Image from the Bezalel Narkiss Index of Jewish Art: Mosaic Floor, Synagogue in Hammath Tiberias, Israel, 286-337 CE.(Credit: Hebrew University / Center for Jewish Art)

The digitization of the Center for Jewish Art archives became possible in the framework of a joint project with the National Library of Israel and Judaica Division of Harvard University Library. It was generously funded by the Rothschild Foundation (Hanadiv) Europe, “Landmarks” Program of the Israeli Prime Minister’s Office, Judaica Book Fund endowments established by David B. Keidan (Harvard), as well as by the Conference on Jewish Material Claims Against Germany, The Morris and Beverly Baker Foundation, Mrs. Josephine Urban and Mr. William Gross.

Some of the pieces documented are no longer in existence, but have a permanent place in the vast index that has taken more than thirty years to collect and six years to digitize.
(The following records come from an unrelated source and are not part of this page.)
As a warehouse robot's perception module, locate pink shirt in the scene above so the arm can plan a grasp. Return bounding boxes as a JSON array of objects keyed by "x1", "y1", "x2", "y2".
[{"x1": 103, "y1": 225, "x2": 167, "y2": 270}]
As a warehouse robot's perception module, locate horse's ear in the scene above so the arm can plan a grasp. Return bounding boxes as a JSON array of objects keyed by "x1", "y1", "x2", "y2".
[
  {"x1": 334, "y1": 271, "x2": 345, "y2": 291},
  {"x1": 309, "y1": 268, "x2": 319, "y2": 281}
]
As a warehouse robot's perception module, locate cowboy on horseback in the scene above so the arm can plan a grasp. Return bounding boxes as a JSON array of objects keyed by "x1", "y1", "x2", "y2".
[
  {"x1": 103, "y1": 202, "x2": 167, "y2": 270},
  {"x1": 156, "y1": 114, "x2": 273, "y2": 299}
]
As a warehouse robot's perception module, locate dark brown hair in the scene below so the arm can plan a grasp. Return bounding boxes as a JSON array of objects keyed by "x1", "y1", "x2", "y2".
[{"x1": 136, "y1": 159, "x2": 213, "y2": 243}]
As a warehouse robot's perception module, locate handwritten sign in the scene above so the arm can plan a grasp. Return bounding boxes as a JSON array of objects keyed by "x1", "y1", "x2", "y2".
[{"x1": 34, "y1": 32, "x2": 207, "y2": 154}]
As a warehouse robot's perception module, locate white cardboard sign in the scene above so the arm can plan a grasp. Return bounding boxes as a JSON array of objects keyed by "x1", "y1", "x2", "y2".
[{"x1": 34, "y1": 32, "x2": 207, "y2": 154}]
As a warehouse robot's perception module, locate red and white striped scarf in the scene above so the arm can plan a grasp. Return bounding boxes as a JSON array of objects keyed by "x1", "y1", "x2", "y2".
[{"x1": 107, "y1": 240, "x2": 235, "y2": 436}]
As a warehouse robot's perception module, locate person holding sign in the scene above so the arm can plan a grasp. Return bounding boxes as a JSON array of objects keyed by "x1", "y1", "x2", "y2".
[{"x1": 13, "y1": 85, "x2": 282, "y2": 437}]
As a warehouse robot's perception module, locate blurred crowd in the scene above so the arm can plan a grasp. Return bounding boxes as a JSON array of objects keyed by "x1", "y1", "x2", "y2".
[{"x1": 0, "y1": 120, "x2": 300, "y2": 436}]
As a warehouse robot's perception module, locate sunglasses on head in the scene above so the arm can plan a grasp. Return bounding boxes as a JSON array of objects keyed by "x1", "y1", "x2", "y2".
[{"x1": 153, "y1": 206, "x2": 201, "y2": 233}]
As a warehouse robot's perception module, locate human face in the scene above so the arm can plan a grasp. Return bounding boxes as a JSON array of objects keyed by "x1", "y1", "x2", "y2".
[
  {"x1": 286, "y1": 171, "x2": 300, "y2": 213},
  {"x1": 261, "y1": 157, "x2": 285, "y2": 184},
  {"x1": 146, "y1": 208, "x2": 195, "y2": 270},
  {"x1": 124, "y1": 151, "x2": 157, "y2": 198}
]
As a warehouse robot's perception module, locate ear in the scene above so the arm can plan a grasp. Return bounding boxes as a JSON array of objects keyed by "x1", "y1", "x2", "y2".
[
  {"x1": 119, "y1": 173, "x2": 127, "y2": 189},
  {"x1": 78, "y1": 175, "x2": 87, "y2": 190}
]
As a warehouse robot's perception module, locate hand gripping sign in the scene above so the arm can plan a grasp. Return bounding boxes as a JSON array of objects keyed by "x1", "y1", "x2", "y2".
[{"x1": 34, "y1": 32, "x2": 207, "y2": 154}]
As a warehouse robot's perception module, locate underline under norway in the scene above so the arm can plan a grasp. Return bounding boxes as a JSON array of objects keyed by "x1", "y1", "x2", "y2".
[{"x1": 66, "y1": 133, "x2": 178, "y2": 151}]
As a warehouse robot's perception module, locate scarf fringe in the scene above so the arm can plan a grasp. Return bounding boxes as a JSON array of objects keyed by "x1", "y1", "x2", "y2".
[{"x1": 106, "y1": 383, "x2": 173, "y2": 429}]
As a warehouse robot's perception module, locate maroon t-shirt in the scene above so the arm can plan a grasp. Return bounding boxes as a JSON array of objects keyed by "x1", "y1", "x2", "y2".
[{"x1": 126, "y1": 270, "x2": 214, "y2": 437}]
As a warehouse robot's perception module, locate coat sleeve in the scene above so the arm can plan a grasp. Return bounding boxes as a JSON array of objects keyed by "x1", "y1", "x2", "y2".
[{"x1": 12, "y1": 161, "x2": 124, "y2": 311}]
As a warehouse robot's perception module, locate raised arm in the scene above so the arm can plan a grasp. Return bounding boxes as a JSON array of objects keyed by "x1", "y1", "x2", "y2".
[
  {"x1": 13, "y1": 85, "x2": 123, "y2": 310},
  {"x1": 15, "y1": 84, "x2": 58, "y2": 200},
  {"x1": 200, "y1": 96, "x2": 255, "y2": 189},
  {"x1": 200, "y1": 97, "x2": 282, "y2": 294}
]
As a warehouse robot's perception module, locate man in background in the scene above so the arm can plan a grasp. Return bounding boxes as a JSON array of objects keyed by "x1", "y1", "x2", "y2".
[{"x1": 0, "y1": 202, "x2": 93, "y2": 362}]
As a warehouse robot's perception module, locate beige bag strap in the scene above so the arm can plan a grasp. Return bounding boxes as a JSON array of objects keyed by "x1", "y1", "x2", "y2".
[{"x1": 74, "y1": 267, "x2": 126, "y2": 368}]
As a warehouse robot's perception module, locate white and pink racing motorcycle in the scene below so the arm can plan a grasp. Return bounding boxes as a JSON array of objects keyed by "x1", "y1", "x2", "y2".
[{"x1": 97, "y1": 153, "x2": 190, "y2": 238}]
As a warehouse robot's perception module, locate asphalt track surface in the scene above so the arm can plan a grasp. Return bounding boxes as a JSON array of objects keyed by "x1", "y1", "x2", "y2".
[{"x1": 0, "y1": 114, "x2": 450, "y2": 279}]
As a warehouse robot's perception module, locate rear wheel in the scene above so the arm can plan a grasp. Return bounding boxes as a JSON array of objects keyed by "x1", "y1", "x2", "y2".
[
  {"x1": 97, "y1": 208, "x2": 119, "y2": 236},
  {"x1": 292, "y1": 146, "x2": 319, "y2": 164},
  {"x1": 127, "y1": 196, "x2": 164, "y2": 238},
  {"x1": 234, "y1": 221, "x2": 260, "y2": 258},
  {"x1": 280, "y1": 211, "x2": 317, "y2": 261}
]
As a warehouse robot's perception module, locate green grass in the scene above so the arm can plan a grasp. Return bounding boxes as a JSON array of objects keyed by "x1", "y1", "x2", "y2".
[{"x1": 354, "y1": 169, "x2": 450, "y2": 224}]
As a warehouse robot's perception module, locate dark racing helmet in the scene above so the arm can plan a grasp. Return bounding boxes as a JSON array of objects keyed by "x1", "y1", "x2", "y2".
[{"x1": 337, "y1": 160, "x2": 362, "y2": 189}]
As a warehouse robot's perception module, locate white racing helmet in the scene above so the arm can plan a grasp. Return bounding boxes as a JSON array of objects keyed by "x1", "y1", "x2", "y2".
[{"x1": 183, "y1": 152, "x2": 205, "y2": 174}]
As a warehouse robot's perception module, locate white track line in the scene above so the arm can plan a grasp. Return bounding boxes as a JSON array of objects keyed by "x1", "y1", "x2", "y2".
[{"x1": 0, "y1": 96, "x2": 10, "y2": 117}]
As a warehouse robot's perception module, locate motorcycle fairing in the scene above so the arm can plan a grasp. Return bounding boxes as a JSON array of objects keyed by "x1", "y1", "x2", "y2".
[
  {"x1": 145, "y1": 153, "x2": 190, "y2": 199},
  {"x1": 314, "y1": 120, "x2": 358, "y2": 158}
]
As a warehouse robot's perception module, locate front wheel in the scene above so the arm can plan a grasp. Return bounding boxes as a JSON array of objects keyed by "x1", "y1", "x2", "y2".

In some cases, the researchers were able to document an object just in time, such as right before a crumbling East European synagogue collapsed to its foundation, or a ritual object disappeared into obscurity at an auction.

One such expedition that researchers from the Center went on occurred in Siberia in 2015. While researchers give extra attention to areas of Europe where Jewish communities were ravaged during World War Two and have inherited the worst crisis of heritage preservation in the aftermath of the destruction brought on by the Holocaust, the former Soviet Union’s Jewish communities in the far north have also fared poorly.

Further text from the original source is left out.